Don’t resent me. What would you do if not for me? How would you plan, anticipate, respect the fearsome, fragile world full of broken glass and fists? All those good grades and pieces of paper with extra plus plus plus, all those hours in the library, in front of the screens–you were never alone because of me. I am the one that keeps your lamp fueled. I am the one that makes you run fast enough to stay safe. You would be the child you are, if not for me.

The store becomes very close as a burning ring singes the very top of my head, then recedes, distant and full of angles. Everyone around me becomes a puppet with no hand inside, metal carts full of empty air.

What can be said to this? He’s right, in the end. He is always right, always has been: the hot wind pushing me, keeping me away from others and any danger, out of complexity that confuses and disappoints. But it doesn’t quite fit now, not in the Safeway. Things are different, released, the past in that place where the past goes, harmless as faded pictures. He seems a little tired, hair falling in his face, leaving words out as he repeats himself. That thinnest of lines–the edge between grave drama and pointed comedy–is crossed with such abrupt finesse that it demands a silent moment, in the raucous store and inside my raucous head, to appreciate.

There is nothing to say to him. There never was. In the end, this moment is always coming. What is new is realizing it was already here and always was.

You’ve jumped the shark, I say.

I see ice cream. A kindergartner in a red coat clops by in bright red boots, and the power-saving lights in the glass freezer doors snap on. Double chocolate, cookie dough, Moose Track Mudslide. I feel the river of tumbled screeching no one else hears, but it is behind me. I am remembering the feeling of really good ice cream as the kid runs back and forth, neither speaking nor yelling, just clomp clomp clomp.

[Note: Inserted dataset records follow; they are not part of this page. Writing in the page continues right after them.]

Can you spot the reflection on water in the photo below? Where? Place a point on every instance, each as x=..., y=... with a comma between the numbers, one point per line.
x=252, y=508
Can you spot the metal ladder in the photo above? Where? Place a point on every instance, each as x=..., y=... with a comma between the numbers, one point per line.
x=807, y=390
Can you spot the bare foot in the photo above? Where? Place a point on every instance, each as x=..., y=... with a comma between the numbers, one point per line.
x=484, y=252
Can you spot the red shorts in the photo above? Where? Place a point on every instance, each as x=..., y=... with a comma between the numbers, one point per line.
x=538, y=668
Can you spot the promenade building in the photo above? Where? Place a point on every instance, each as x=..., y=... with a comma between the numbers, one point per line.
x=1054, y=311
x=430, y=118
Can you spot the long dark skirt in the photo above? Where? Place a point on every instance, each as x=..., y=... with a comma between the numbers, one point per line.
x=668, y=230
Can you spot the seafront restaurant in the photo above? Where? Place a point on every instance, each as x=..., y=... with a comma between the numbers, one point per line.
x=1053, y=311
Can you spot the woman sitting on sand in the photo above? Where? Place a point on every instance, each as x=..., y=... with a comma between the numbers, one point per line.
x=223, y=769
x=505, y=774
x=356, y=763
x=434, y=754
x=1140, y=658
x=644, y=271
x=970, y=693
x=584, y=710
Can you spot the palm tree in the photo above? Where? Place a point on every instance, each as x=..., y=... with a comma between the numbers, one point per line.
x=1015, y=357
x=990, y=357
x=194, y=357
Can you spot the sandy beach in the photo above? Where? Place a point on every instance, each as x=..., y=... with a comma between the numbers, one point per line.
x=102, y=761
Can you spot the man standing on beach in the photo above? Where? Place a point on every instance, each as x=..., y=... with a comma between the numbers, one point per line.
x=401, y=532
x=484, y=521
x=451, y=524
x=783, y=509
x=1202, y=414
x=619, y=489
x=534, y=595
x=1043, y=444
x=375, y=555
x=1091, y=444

I am at the front of the store. The man scans and bags, pronounces my name correctly off the receipt. I am in the parking lot. The car door is open. It is the pink urban dark of cars and buses hissing by, close neon from the stores, people laughing and calling to one another. The incessant tin bell of the Salvation Army guy rings. Everything is very light, drawn with clear lines, and here. It is all right. It is okay. It is the best Safeway parking lot in the world.